# Negatives of removing existing awning?



## JohnnyD44 (Mar 7, 2011)

Hey Everyone!

My wife and I recently purchased a home and I've done several renovations around the house (new kitchen, painted the house, new shutters, new landscaping) and there is one thing left on my to-do list, but I'm hesitant and wanted some advice before I proceed.

On the side of our house, we have a door leading to our driveway. There is currently a hiedous white metal awning. Eventually, when the money is there I'd like to build out and make a small porch, but until then I'm stuck with this god-awful awning.

I would love nothing more to just ahead and rip this thing off the side of the house.
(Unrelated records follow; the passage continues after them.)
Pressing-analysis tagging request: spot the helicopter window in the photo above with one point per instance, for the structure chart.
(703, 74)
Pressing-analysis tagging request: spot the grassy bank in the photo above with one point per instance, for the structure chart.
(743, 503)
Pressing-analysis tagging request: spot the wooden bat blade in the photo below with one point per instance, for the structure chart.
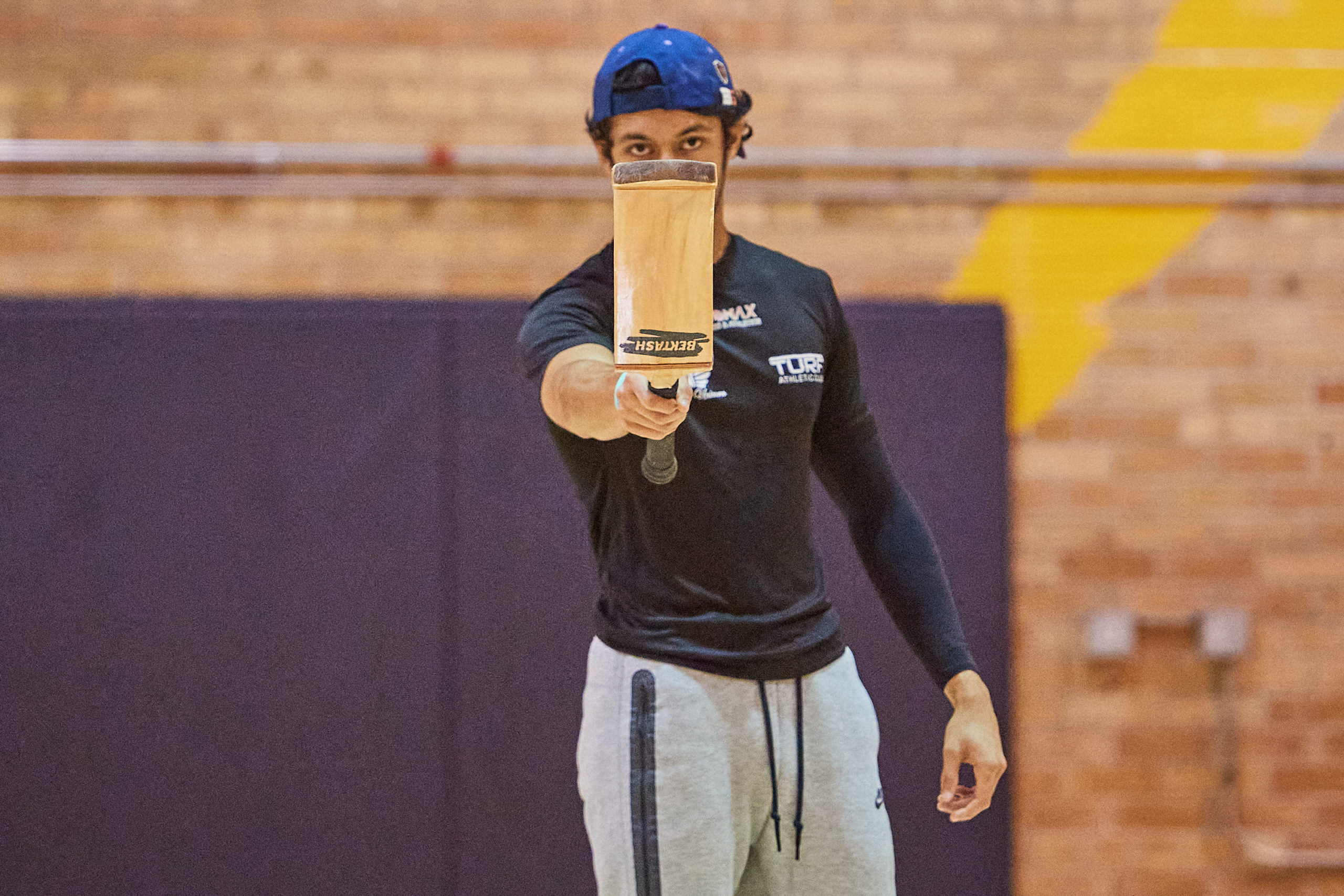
(664, 267)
I'm just hesistant to do so, I can't really think of any issues it would cause, but I just want to double check I'm not missing anything big. I know the moulding around the door frame and trim would need some serious water proof caulking, but other than that is there any reaso nI can't go home tonight and suprise my wife and get rid of this thing? Our back door does not currently have an awning and I do not notice water leaks or anything.
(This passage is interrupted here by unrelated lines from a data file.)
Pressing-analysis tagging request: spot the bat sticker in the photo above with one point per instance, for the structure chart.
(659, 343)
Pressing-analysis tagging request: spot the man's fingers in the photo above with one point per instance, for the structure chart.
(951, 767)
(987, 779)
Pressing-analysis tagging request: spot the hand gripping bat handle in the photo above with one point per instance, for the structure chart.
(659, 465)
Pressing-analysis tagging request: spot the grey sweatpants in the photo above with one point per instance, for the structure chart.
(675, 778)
Any advice would be greatly appreciated!

Thanks!!


----------



## moneymgmt (Apr 30, 2007)

A pic would greatly help explain how it is attached. When I resided my house in the fall we removed a similar awning and there was 40 years of dirt/junk/fading on the siding behind it. I didn't care, like I said I was residing anyhow, but keep in mind that the end result may be less attractive than your awning is now. Mine had several lag bolts through the frame into the wall, very simple to remove.

In the short term Home Depot sells canvas awnings in colors and/or prints for a couple hundred bucks if you want a cheap better looking replacement until you get to the bigger porch job.


----------



## bob22 (May 28, 2008)

Don't forget the rain! Once it is gone you're wet fumbling with the keys to the house. Might be worth it to keep it until you are ready to replace?


----------



## rollinastang (May 19, 2011)

if u decide to tear it down i would recommend filling the bolt holes with caulk or silicone so that water does not get into the holes and run down the back of your siding. as you previously stated caulk around the door...it may be best to just take the awning down strip it of looses paint and paint it with a rustoleum color that will match your home for a nice curb appeal and to keep some shelter until you decide to renovate that area. when reattaching the awning if u choose this method i would squeeze caulk or silicone into the bolt holes before reattaching and depending on the wear of the holes maybe go with one size larger diameter of bolts just to make sure water is kept out and that there is a strong grip to hold it up during a wind storm.


----------



## JohnnyD44 (Mar 7, 2011)

I just recently painted the house, so I do have some spare paint. I appreciate the input so far. I did plan on caulking the holes left behind by the bolts. There shouldn't be much stain because it's a thin metal bracket supporting it. Below is a pic of the awning taken before the house was painted. It's the best I could find flipping through photos online! The awning is on the left of the house

as far as the keys in the rain - I suggeted that to my wife....she replied "i'd rather get soaked than deal with that awning" haha


----------



## gregzoll (Dec 25, 2006)

Why not take it off, repaint with a good quality spray paint, and then rehang, until time to put up the enclosure you want. We did that with the awnings that is on our house. Actually turned out really well. Keep in mind, putting a bump out on the side, may not turn out well, unless it is made to blend into the current structure.


----------